Along those lines, UVA’s biggest strength is its linebacking corp - particularly in how much pressure they can create on opposing quarterbacks and the disruption that can lead to turnovers. We know it’s not easy to rattle Trevor Lawrence, but do you see any cracks in Clemson’s offensive line or inexperience elsewhere that might help the Hoos create a little chaos Saturday?
Although the four new starters on the offensive line looked good against Wake Forest and The Citadel, that’s Wake Forest and The Citadel. It may be wise to test them and to force Clemson’s new outside receivers to win one-on-one matchups.
It seems like in any season for a team competing for a national title, there’s at least one sort of trap game that finishes a lot closer than it probably should have. For Clemson last season, that was the 21-20 win over UNC - now that we’re a few weeks into this year and you’ve seen some of each ACC team, which remaining game might give the Tigers the biggest challenge (surprisingly so or not)?
Notre Dame is sort of the stock answer here, but I think they’re somewhat limited from an upside perspective because of their QB/WR combination.
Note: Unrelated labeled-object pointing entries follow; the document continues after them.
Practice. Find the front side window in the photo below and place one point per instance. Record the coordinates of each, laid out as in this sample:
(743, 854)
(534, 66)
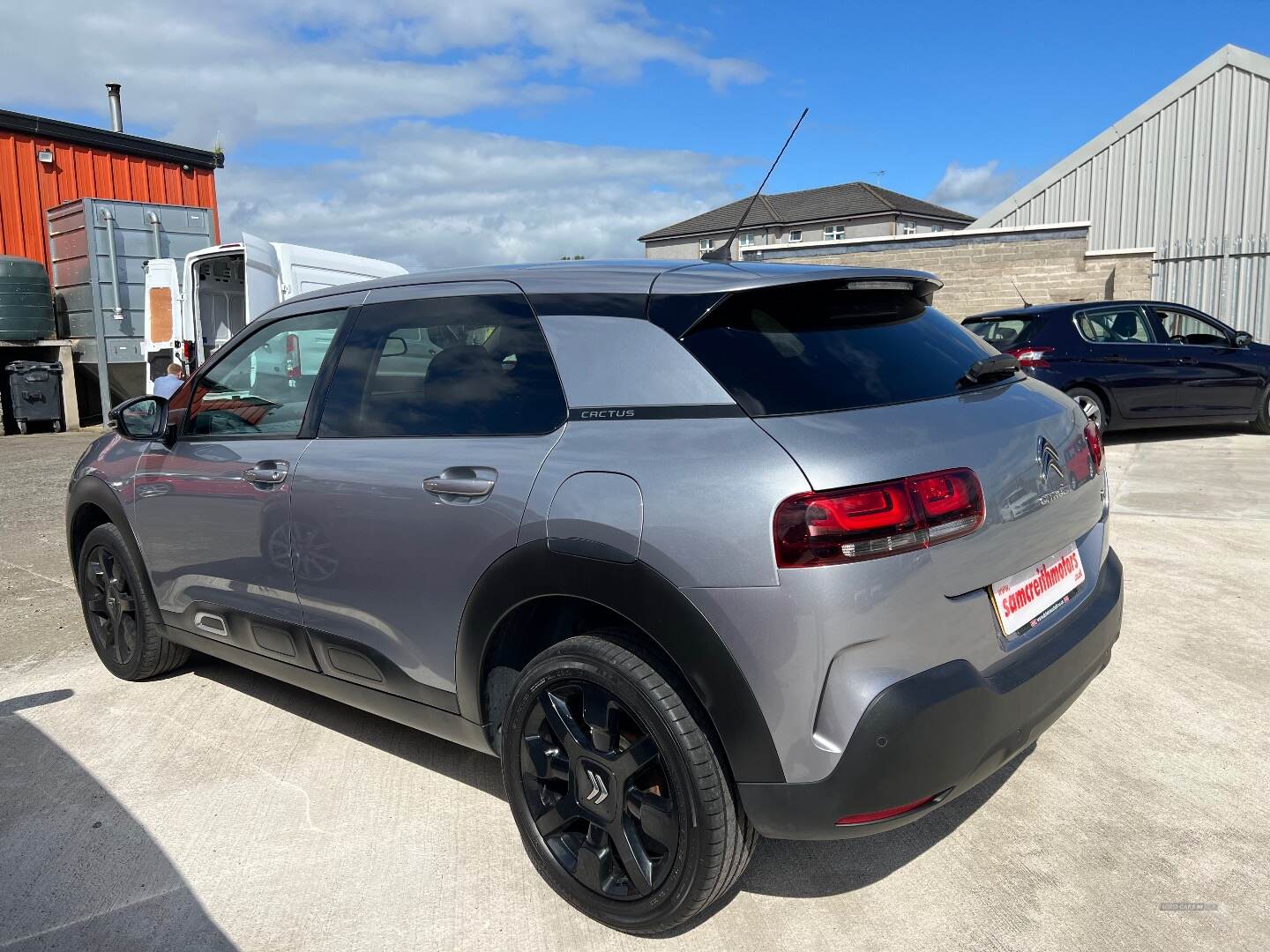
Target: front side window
(1114, 325)
(1184, 328)
(469, 366)
(262, 386)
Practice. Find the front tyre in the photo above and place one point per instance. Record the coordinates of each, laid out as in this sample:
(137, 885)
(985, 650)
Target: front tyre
(122, 620)
(1263, 423)
(623, 802)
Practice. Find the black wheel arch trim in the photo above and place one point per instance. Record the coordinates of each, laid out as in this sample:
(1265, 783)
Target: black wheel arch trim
(93, 490)
(648, 600)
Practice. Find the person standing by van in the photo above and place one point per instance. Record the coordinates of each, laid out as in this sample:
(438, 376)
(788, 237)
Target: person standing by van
(170, 383)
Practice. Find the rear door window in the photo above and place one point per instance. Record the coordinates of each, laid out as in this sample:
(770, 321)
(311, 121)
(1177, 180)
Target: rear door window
(814, 348)
(464, 366)
(1116, 325)
(1004, 331)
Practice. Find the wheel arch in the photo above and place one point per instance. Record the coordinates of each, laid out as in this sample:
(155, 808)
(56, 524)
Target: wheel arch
(533, 598)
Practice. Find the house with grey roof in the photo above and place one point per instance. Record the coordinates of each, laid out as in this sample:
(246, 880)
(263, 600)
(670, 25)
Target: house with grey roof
(811, 216)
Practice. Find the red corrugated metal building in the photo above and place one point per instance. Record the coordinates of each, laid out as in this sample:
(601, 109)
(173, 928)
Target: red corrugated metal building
(45, 163)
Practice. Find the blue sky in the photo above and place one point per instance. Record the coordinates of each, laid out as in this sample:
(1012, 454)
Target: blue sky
(441, 133)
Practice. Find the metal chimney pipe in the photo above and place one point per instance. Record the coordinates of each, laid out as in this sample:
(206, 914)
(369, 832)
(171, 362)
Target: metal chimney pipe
(112, 93)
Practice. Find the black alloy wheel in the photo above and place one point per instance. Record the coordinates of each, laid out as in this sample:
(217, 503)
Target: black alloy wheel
(597, 788)
(123, 621)
(621, 796)
(111, 607)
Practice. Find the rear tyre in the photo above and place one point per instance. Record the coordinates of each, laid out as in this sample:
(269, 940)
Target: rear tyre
(1091, 404)
(1263, 423)
(122, 619)
(623, 802)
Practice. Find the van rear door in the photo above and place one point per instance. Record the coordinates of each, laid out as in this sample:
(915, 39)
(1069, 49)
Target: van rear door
(306, 270)
(163, 315)
(262, 276)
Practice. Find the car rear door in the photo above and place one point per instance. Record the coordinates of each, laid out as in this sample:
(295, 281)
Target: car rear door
(1138, 372)
(1214, 377)
(441, 410)
(211, 510)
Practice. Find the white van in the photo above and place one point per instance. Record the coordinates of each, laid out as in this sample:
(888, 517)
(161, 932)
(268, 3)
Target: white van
(193, 308)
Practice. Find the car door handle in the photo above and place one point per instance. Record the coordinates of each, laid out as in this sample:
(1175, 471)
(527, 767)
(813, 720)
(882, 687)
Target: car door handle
(268, 472)
(459, 485)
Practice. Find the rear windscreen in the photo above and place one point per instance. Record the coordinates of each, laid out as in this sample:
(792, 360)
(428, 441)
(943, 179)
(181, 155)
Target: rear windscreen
(810, 349)
(1004, 331)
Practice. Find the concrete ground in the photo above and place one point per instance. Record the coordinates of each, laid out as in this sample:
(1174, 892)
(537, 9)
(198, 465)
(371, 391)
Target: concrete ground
(215, 809)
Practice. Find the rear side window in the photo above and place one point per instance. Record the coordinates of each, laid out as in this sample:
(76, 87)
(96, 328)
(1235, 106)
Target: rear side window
(808, 349)
(1114, 325)
(444, 367)
(1004, 331)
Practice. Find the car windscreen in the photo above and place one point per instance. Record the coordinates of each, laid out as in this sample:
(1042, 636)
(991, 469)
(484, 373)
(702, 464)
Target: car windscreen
(1004, 331)
(816, 348)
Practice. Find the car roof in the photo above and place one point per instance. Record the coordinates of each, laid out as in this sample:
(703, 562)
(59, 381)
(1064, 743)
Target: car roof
(635, 277)
(1038, 310)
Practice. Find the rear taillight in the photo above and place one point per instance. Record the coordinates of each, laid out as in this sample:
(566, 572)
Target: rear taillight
(1094, 437)
(884, 518)
(1032, 355)
(294, 369)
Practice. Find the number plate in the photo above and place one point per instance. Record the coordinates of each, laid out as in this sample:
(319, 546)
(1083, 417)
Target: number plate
(1025, 598)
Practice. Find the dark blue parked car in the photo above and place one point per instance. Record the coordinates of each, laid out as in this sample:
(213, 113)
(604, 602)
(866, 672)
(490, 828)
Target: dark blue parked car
(1138, 363)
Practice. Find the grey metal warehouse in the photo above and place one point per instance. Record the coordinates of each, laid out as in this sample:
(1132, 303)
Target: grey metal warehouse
(1172, 202)
(1186, 175)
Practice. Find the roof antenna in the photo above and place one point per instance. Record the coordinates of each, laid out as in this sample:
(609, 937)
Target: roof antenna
(724, 251)
(1020, 294)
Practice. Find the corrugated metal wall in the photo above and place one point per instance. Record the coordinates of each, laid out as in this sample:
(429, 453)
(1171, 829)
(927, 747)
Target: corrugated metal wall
(1192, 182)
(29, 188)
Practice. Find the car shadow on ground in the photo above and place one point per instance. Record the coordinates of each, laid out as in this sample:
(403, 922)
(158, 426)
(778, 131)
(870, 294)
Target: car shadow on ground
(1169, 435)
(779, 868)
(78, 871)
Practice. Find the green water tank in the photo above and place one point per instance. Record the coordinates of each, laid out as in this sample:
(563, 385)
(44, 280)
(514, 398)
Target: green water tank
(26, 300)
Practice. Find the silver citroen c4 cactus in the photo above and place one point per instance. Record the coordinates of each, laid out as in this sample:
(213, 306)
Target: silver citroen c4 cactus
(701, 551)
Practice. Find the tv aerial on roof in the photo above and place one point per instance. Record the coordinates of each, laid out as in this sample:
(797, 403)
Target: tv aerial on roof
(724, 251)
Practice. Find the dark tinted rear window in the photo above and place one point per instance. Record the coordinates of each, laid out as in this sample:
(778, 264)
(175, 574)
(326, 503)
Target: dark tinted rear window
(1006, 331)
(794, 351)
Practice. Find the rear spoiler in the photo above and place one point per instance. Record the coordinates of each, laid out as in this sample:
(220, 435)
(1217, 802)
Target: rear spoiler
(681, 314)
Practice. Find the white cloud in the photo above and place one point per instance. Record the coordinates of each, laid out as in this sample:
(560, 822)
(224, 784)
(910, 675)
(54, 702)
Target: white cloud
(975, 188)
(340, 72)
(437, 197)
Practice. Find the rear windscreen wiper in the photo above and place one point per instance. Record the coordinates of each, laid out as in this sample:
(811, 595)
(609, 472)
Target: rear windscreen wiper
(990, 369)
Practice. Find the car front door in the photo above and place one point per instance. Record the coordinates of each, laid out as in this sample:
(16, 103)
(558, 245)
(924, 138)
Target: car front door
(441, 410)
(210, 510)
(1214, 377)
(1138, 372)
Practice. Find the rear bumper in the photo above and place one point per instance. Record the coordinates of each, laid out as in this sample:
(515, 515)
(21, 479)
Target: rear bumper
(938, 733)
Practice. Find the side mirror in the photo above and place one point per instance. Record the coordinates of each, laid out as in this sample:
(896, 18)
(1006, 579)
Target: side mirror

They’re certainly a top 10 team, but I don’t know if they are a big threat to beat a team like Clemson, Alabama, or Ohio State. Miami is really interesting. They’re likely volatile. I certainly don’t trust them to post as many total wins as the Fighting Irish, but if they play a great game they may be more dangerous to elite opponents.
Going slightly off the wall, I was impressed by what Virginia Tech was able to do against NC State despite holding out a handful of players due to COVID-19/protocol. Clemson plays in the mountains of Blacksburg in December which feels really strange. Weather could be a factor.